Three days after the court's decision in the cases brought by Students for Fair Admissions Inc. against the University of North Carolina and Harvard College, Boston-area advocacy groups filed a complaint with the Department of Education requesting an investigation into another controversial practice. They argued that Harvard's admissions policies discriminate against Black, Hispanic and Asian applicants in favor of less-qualified white candidates who have alumni and donor connections.
Ironically, their point is supported by data that came out of the lawsuit that dismantled affirmative action. Harvard had released years of records as part of the lawsuit that ended up before the Supreme Court. Researchers found that the data revealed that legacy students were eight times more likely to be admitted, and nearly 70% were white.
A study published in the National Bureau of Economic Research found that 43% of white students admitted to Harvard were recruited athletes, legacy students, children of faculty and staff, or on the dean's interest list -- applicants whose parents or relatives have donated to Harvard.
Of the white students admitted from those four categories, 75% of them would have been rejected if they had been treated as white students without the special considerations, the study said.
Even after the court's decision, affirmative action for mostly white and wealthy students still stands. Yet everyone knows the students did nothing to earn this advantage.
Not a single other country in the world has legacy preferences in admissions.
America's longstanding tolerance for this particular unfairness begs the question: Why have conservative groups been unwilling to challenge legacy and donor preferences along with their fight against race-based preferences?
Unearned advantages -- bestowed by chance, at birth, mostly to white students -- have been accepted for generations, but a preference for Blacks and other underrepresented minorities for a few decades has provoked years of legal challenges.
We all know that giving the richest people in America affirmative action at the expense of others who are more qualified is ethically indefensible.
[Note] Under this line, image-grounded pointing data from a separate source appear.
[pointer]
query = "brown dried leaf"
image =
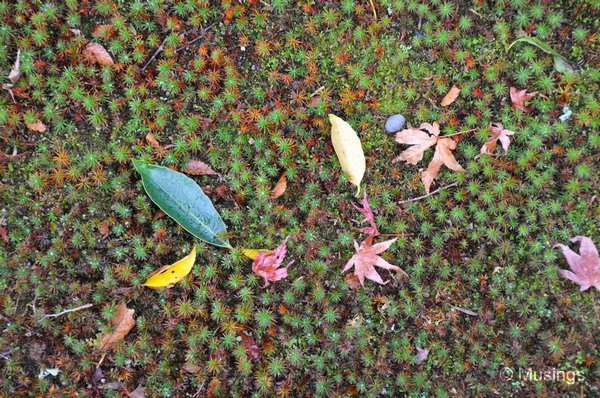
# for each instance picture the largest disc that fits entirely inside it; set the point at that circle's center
(443, 156)
(585, 266)
(96, 53)
(499, 133)
(196, 167)
(280, 187)
(367, 257)
(121, 324)
(450, 96)
(38, 126)
(518, 98)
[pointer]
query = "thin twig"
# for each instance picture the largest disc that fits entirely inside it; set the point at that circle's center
(429, 194)
(83, 307)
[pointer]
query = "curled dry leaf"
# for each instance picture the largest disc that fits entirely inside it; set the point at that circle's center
(280, 187)
(96, 53)
(266, 265)
(367, 257)
(121, 323)
(196, 167)
(499, 133)
(585, 266)
(38, 126)
(450, 96)
(348, 149)
(519, 97)
(171, 274)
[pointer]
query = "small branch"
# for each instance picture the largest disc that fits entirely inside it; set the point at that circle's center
(459, 133)
(83, 307)
(429, 194)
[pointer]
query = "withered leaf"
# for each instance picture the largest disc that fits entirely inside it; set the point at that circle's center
(196, 167)
(96, 53)
(121, 323)
(585, 266)
(367, 257)
(450, 96)
(280, 187)
(519, 97)
(499, 133)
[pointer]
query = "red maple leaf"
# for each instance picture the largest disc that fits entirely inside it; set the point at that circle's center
(367, 257)
(585, 266)
(266, 265)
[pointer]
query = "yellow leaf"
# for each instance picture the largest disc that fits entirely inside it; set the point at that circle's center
(171, 274)
(251, 253)
(348, 149)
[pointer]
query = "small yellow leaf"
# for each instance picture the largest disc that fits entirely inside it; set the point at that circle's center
(171, 274)
(252, 253)
(348, 150)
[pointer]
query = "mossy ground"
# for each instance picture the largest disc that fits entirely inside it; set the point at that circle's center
(251, 99)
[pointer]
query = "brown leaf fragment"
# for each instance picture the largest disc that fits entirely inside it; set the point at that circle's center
(15, 72)
(499, 133)
(280, 187)
(38, 126)
(450, 96)
(196, 167)
(585, 266)
(519, 97)
(96, 53)
(367, 257)
(443, 156)
(419, 139)
(121, 323)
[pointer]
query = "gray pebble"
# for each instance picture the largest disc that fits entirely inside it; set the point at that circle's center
(394, 123)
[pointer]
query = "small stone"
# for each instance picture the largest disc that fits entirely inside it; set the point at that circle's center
(394, 123)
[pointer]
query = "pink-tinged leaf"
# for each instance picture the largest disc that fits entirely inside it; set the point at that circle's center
(266, 265)
(366, 211)
(499, 133)
(366, 259)
(196, 167)
(585, 266)
(519, 97)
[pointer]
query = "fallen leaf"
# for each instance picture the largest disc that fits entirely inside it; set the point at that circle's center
(252, 253)
(15, 72)
(171, 274)
(38, 126)
(585, 266)
(96, 53)
(366, 211)
(150, 139)
(366, 258)
(443, 156)
(450, 96)
(121, 323)
(422, 354)
(420, 141)
(266, 265)
(348, 150)
(519, 97)
(499, 133)
(280, 187)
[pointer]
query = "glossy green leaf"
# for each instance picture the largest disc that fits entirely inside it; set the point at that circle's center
(183, 200)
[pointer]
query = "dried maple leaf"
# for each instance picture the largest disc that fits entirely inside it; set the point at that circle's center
(96, 53)
(585, 266)
(366, 211)
(366, 258)
(266, 265)
(442, 156)
(280, 187)
(121, 323)
(499, 134)
(519, 97)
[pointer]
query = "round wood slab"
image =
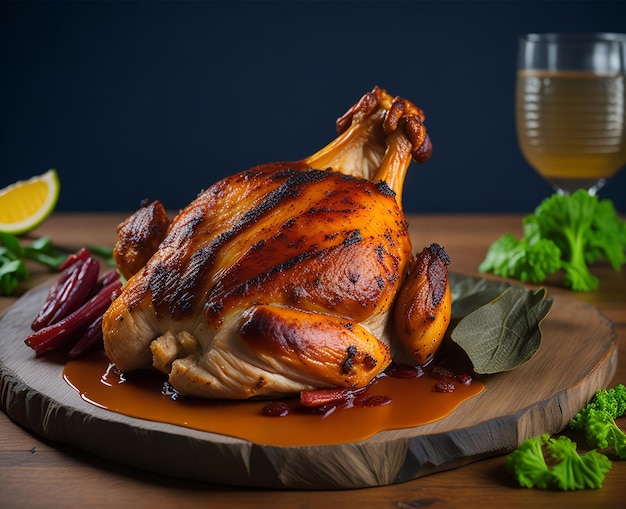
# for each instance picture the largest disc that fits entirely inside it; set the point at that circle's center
(577, 357)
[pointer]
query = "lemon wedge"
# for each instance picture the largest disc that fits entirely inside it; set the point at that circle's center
(25, 204)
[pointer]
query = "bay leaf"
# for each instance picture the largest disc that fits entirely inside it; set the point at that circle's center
(505, 332)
In the ongoing war over fairness in the admissions game, this battle has renewed life after the court's recent decision.
An Associated Press survey of the nation's most selective colleges last year found that legacy students in the freshman class ranged from 4% to 23%. This tidbit from the AP report was even more revealing: At four schools -- Notre Dame, the University of Southern California, Cornell and Dartmouth -- legacy students outnumbered Black students.
Who could have known.
On several occasions, white parents have lamented to me how difficult it will be for their child to gain admission at an elite school or graduate program "as a white male" or "as a white girl."
It's a common refrain during college application season. The unspoken part of that grievance is that their child is being disadvantaged by nonwhite students. But even with affirmative action, the percentage of Black students at Ivy League colleges has hovered around 6% for years.
Perhaps those parents were blaming the wrong group all along.
The defenses I've heard from those who have benefited from legacy admissions are, "I was still highly qualified for admission" and "I also worked hard."
Great. Let's see how you would fare without a thumb on the scale.
I say this as a parent of a child who is a legacy student at my own alma mater: It's time to get rid of the practice. It goes against the mission of higher education.
A conservative group found Asian plaintiffs to bring the case that overturned affirmative action. As my husband and I are Asian Americans, our children may ostensibly benefit from this decision -- statistically, lower percentages of Asians with qualifying scores and grades are accepted into elite universities. But I believe our children, and all students, will be worse off for having fewer classmates from diverse perspectives and backgrounds on their campuses. That's largely been the outcome at other places that have already gotten rid of considerations of race in admissions.
There are already several elite institutions that have decided that legacy status merits no weight in its admissions: MIT, CalTech, Amherst College, Johns Hopkins University, Pomona, the University of California system and the University of Texas.